Als Bridget Riley im Mai dieses Jahres und nur wenige Tage nach ihrem 92. Geburtstag der Eröffnung ihres Werks „Verve“ im Rom beiwohnte, zogen die Kritiker Vergleiche zu Michelangelos Fresken in der Sixtinischen Kapelle. Doch in ihrer ätherischen Reinheit hat Rileys Abstraktion mehr gemein mit jenen Sternenkonstellationen auf blauem Grund, die an den Decken mancher mittelalterlichen Kirchen zu finden sind, oder mit Giottos berühmten Fresken in Padua. Das Blau geht bei „Verve“ über in Gelb, in Weiß, wieder in Blau, später auch in Lila und in ein bläuliches Rot, das so matt schimmert wie ein Sonnenuntergang. „Schaut man nach oben, gewähren die Farben des Himmels einen kleinen Einblick in die Natur in ihrer vielversprechendsten und heitersten Stimmung“, lautete die Erklärung der Künstlerin bei der Vernissage. Interviews gibt Riley ansonsten keine mehr, verständlich angesichts ihres Alters. Umso bemerkenswerter, dass sie sich mit ihrem ersten Deckengemälde an eine neue Herausforderung gewagt hat. Die 1911 errichtete British School at Rome, die als Wohnsitz für Stipendiatinnen und Stipendiaten mit künstlerischen oder kulturellen Forschungsprojekten dient, bietet einmal im Monat Führungen zu „Verve“ an. Die nächsten online buchbaren Termine dafür sind der 28. September und der 19. Oktober.
Es lohnt sich tatsächlich, einmal eingehender die Rolle der Wandarbeiten in Rileys Œuvre zu betrachten. In ihrer schieren Größendimension intensivieren sie einige Aspekte im Schaffen der 1931 in London geborenen Künstlerin. Man nehme etwa die „Composition with Circles 5“ (2005), die der Akademie der Künste in Berlin gehört: Blickt man längere Zeit auf diese Anordnung sich gegenseitig überlagernder Kreise, scheinen die Formen in eine Strudelbewegung zu geraten. Auch blitzen helle Lichter auf den Kreislinien auf.
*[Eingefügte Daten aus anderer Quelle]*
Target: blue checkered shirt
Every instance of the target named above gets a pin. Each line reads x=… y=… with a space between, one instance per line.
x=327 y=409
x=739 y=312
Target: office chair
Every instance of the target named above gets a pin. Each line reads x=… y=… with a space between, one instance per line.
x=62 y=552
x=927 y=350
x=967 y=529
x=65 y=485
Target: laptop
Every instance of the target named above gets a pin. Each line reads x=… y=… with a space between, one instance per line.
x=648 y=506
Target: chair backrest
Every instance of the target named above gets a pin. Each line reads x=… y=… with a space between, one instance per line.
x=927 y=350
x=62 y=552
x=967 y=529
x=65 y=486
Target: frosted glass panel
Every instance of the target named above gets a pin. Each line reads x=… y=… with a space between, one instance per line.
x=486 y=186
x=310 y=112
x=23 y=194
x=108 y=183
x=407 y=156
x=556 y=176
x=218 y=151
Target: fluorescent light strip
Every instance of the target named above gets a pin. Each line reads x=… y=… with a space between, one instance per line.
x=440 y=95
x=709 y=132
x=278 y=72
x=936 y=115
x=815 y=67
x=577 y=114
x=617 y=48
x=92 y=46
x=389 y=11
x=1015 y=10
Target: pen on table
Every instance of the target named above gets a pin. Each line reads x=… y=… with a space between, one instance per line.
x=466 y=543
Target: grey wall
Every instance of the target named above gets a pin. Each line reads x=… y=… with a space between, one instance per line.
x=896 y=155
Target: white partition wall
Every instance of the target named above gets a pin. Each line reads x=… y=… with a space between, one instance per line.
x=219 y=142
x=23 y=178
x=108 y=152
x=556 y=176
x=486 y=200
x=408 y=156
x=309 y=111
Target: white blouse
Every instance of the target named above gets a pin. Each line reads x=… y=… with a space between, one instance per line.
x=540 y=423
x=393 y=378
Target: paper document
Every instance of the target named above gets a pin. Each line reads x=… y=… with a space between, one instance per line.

Diese optischen Illusionen erinnern an Rileys frühe Schwarz-Weiß-Bilder aus den Sechzigerjahren, in denen malerische Variationen in Linienmustern oder Abweichungen in Rastern geometrischer Formen die Eindrücke von Räumlichkeit und Bewegung hervorrufen. Op-Art nennt man diese Version der ungegenständlichen Kunst. Was Riley an dem Begriff stets gestört hat, ist der Beiklang der Unterhaltsamkeit: „In Wirklichkeit waren die Schwarz-Weiß-Gemälde der Versuch, etwas über Stabilität und Instabilität zu sagen, über Gewissheiten und Ungewissheiten“, schreibt sie 1988 in ihrem Essay „Die Erfahrung der Malerei“. Und dieses Gefühl der Instabilität potenziert sich natürlich immens, wenn das Werk – so wie bei „Composition with Circles 5„ – über siebeneinhalb Meter in die Höhe ragt.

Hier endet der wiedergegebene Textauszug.